# Woohoo for me!



## hunterisgreat (Jan 30, 2011)

My signature used to look like this:

Hunter, no titles
Beschützer des Jägers v. Sportwaffen, HOT, BH
Katya v. Hügelblick, HOT, BH
SG Aska v. Ketscher Wald, 2 x SchH3, Kkl 1

Now it looks like this (got my helper cert Sunday):


----------



## fuzzybunny (Apr 29, 2011)

That's awesome! Congrats to you and Hunter.


----------



## wolfstraum (May 2, 2003)

Congrats!

Got a new dog too Huh?

Lee


----------



## hunterisgreat (Jan 30, 2011)

wolfstraum said:


> Congrats!
> 
> Got a new dog too Huh?
> 
> Lee


That was so last weekend lol


----------



## Castlemaid (Jun 29, 2006)

Congrats!!! And all this time I thought Hunter was one of your dogs!


----------



## hunterisgreat (Jan 30, 2011)

Castlemaid said:


> Congrats!!! And all this time I thought Hunter was one of your dogs!


He is. Jäger is German for hunter . Ironically people constantly mix up our names at the club. It used to link to my facebook but I was running low on characters so had to unlink. Gotta list the whole pack including me lol


----------



## hunterisgreat (Jan 30, 2011)

Was really thinking I wasn't gonna be ready, pulled my knee a week ago so I was icing it whenever we stopped moving, and wrapping and bracing it when I had to move.
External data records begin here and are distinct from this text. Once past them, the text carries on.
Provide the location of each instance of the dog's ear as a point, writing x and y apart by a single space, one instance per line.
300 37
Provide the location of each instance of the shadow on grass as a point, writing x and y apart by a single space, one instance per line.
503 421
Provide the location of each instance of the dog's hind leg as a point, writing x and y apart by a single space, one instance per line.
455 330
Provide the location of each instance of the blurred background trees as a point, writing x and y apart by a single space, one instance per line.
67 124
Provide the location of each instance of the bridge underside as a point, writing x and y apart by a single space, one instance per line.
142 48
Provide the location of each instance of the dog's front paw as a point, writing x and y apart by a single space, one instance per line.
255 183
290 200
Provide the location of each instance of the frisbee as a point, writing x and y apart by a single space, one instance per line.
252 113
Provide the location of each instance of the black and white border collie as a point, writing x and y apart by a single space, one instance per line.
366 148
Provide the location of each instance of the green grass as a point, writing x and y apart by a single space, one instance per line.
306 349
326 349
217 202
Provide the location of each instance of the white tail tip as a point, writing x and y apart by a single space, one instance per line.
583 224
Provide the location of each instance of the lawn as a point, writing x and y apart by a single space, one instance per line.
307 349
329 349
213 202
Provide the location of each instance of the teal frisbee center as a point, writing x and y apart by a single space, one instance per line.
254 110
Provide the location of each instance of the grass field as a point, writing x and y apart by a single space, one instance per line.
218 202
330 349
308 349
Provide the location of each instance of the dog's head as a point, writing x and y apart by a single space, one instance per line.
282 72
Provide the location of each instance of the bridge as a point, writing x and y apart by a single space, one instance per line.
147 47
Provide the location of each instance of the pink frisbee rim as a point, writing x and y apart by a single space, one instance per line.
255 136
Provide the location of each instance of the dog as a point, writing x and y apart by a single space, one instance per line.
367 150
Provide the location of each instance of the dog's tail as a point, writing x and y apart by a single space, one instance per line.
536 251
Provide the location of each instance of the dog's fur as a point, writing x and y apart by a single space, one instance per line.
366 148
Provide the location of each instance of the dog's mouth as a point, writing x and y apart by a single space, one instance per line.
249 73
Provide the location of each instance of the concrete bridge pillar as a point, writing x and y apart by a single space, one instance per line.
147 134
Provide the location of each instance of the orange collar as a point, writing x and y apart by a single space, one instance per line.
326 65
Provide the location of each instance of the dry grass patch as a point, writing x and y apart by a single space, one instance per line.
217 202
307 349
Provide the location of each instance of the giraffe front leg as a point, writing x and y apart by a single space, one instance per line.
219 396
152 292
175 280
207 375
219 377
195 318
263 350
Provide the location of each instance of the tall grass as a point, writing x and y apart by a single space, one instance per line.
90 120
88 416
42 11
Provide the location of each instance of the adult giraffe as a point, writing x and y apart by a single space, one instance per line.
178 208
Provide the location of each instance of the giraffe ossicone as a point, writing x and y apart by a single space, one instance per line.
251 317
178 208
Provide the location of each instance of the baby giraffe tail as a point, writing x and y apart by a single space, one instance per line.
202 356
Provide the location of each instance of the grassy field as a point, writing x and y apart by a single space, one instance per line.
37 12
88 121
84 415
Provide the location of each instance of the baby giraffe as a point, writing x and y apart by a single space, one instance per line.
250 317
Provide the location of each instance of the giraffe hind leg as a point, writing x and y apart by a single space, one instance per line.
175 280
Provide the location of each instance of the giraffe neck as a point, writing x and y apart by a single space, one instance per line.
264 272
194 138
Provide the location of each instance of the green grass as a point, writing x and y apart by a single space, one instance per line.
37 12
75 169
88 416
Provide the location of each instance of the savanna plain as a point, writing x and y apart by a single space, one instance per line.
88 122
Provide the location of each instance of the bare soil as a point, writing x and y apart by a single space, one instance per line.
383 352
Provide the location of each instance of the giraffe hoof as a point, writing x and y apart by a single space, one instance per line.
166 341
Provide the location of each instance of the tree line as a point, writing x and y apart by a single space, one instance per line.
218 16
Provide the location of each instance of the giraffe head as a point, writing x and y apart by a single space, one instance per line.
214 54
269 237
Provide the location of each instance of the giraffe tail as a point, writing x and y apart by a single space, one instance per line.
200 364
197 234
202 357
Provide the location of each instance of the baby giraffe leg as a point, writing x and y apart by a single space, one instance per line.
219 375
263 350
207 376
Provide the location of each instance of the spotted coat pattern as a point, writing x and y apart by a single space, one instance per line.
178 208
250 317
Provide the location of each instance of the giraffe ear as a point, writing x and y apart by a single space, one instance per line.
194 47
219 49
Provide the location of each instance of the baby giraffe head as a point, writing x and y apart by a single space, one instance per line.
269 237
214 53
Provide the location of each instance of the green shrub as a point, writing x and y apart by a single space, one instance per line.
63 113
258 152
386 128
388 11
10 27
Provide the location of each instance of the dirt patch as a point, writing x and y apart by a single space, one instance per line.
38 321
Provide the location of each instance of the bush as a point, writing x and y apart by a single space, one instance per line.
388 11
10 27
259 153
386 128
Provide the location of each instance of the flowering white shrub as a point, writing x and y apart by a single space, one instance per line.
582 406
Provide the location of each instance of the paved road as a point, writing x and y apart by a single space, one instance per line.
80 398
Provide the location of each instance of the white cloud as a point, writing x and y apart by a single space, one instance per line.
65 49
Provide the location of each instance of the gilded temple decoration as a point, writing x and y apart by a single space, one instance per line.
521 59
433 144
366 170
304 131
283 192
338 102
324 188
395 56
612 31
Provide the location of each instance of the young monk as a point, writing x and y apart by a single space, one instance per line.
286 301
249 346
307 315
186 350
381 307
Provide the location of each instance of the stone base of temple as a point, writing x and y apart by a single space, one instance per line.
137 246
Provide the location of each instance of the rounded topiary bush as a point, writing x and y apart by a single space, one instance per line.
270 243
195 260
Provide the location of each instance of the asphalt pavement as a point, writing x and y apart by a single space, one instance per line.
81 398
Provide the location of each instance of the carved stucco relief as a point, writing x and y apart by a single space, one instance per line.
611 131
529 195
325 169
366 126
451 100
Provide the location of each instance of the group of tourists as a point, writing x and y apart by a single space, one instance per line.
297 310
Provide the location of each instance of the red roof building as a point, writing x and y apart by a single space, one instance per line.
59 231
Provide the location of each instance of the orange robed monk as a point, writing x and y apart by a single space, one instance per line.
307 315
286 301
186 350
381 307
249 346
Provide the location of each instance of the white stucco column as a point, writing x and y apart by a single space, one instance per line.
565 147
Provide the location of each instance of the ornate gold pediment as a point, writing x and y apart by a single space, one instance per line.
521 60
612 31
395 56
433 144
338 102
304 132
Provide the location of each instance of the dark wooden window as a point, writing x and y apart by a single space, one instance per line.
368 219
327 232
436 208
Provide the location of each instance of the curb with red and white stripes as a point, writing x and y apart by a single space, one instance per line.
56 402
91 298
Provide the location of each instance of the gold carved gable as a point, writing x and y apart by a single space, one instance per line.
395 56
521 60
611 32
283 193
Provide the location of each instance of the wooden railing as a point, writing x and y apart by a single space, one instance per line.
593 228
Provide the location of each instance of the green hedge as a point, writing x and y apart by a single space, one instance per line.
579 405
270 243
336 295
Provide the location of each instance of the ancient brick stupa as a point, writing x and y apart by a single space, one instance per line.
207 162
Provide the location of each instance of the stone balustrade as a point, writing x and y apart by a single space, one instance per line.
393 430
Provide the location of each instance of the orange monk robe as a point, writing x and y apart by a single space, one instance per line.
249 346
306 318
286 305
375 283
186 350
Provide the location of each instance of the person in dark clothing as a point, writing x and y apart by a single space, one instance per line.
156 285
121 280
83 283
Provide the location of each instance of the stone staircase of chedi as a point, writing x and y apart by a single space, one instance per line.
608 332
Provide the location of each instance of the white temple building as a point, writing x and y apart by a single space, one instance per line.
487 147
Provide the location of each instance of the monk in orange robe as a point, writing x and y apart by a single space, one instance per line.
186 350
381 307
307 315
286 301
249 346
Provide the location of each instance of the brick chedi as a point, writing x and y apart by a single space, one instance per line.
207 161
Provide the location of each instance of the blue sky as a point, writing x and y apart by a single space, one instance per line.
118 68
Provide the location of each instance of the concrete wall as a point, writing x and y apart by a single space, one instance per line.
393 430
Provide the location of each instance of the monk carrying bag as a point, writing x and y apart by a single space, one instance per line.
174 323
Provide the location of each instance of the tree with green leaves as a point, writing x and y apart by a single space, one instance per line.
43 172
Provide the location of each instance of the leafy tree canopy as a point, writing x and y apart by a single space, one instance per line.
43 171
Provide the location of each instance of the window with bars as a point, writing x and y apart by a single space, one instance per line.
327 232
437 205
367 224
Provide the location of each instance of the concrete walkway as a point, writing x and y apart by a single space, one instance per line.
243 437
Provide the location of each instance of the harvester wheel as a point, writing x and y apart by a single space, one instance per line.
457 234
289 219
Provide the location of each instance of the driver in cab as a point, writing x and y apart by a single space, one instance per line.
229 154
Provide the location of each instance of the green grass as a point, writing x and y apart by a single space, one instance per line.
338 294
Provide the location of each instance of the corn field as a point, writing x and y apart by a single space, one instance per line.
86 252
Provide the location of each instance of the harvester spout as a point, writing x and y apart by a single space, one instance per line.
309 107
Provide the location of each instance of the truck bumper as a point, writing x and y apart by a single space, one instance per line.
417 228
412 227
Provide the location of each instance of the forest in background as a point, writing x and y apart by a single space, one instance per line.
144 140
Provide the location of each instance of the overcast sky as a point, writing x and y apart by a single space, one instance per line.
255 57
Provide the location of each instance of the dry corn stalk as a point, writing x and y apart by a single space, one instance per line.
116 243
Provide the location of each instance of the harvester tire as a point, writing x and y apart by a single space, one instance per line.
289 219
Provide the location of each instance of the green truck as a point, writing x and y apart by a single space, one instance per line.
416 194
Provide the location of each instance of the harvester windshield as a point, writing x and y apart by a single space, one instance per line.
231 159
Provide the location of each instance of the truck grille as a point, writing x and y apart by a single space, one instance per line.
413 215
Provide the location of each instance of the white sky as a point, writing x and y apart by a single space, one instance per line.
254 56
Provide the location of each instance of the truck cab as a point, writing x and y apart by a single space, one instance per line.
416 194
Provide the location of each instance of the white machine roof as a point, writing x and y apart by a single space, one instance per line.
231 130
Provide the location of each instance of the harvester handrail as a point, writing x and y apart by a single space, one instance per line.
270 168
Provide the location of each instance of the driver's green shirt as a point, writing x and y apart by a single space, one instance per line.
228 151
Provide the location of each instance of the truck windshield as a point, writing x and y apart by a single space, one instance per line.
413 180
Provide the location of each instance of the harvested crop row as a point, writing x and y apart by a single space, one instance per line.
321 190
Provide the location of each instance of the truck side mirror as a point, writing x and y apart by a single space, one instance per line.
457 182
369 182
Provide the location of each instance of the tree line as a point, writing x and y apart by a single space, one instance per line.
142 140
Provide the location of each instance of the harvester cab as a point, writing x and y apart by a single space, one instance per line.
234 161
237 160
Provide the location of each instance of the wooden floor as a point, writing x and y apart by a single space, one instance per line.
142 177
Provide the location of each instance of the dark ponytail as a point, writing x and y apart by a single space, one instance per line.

The courage test was very unpleasant on my knee. Setback the healing process a good week or so on that


----------



## JakodaCD OA (May 14, 2000)

congrats to you and hunter! hope your knee feels better, but I bet the pain was worth it))


----------



## elisabeth_00117 (May 17, 2009)

Congrats!

That is VERY exciting!


----------